QUEM É O SENHOR?
As Escrituras Sagradas fala,
de um Rei que abençoou Abraão quando este retornou de uma guerra,
dizendo: “Bendito seja Abraão pelo Deus Altíssimo, o Criados
dos Céus e da Terra!” (Gênesis 14:19). Quem é esse
rei que apareceu ali, chamado Melquisideque, Rei de Salém, a quem Abraão
deu o dízimo de tudo o que havia conquistado? A seu respeito o escritor
do Livro de Hebreus disse: “Porque Melquisideque, rei de Salém,
sacerdote do Deus Altíssimo, que saiu ao encontro de Abraão quando
este regressava da matança dos reis, e o abençoou, a quem também
Abraão separou o dízimo de tudo (Sendo primeiramente, por interpretação
do seu nome, rei de justiça, e depois também rei de Salém,
que é rei de paz; sem pai, sem mãe, sem genealogia, não
tendo princípio de dias nem fim de vida, mas feito semelhante ao filho
de Deus) permanece sacerdote para sempre. Considerai, pois, quão grande
era aquele, a quem até o patriarca Abraão deu o dízimo
dentre os melhores despojos... Ora, sem contradição alguma, o
menor é abençoado pelo maior” (Hebreus 7:1,7,7).
Pois bem! Não
estaria aí o escritor afirmando aquele Melquisideque maior que Abraão,
podendo assim abençoá-lo? Também não teria demonstrado
a sua semelhança com o Filho de Deus, dizendo, em outras palavras, que
aquele, semelhante ao filho de Deus, era o próprio Deus, abençoando
Abraão? Mais isto não chega a ser novidade pois que o próprio
Senhor Jesus, em conversa com os judeus, não negou quem Ele era: “Disseram-lhe
pois os Judeus: ainda não tens cinqüenta anos, e viste Abraão?
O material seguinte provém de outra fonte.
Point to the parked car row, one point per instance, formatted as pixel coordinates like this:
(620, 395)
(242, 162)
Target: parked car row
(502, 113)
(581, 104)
Respondeu-lhes Jesus: Em verdade, em verdade vos digo que antes que Abraão
existisse, eu sou” (João 8:58).
O essencial de tudo
é considerarmos a importância das Escrituras Sagradas para nós
Cristãos, uma vez que, somente assim, encontraremos explicação
para os mistérios que envolvem a nossa fé em Cristo. Foram do
próprio Cristo as seguintes palavras: “Deus é Espírito,
e é necessário que os que adoram o adorem em espírito e
em verdade” (João 4:24). Creio eu, ser então de espírito
para espírito, não com os olhos. Vejam como Abraão recebeu
a bênção daquele homem e deu a ele o dízimo de tudo
o que havia conquistado, sem conhecê-lo, sem saber sua origem. A única
explicação é a comunicação entre os espíritos
de um e de outro. De um lado, o Espírito de Deus afirmando ter entregado
nas mãos de Abraão os seus inimigos; e de outro, Abraão
crendo ser o Deus Altíssimo, o Criador dos céus e da Terra, o
autor de toda aquela conquista, a pessoa com quem ele falava. Ainda, não
hesitou em receber a bênção, considerando-o maior, demonstrando
plena segurança ao lhe dar o dízimo de tudo, prova evidente de
que sabia perfeitamente o que estava fazendo. Pouco se importou em saber o que
Melquisedeque faria daí por diante. A sua fé não estava
no que ele via e sim em quem havia falado com ele em espírito, usando
aquele corpo, ou seja, o próprio Deus.
O ensinamento que
tiramos e a conclusão a que chegamos é que Melquisedeque foi ali
uma exteriorização, uma figura de Cristo. Também Jesus
Cristo é, sem dúvida, a encarnação de Deus, a legítima
manifestação do Deus Altíssimo, o Criador dos céus
e da Terra. Certamente Abrão, diante do Senhor Jesus, jamais deixaria
de adorá-lo. Dele disse o Apóstolo Paulo: “...é a
imagem de Deus invisível...”. E mais: “...tudo foi criado
por ele e para ele”. (Colossenses 1:15,16).
INFORMATIVO VEREDA: Ano 01 - número 05 - Goiânia, setembro de 2000.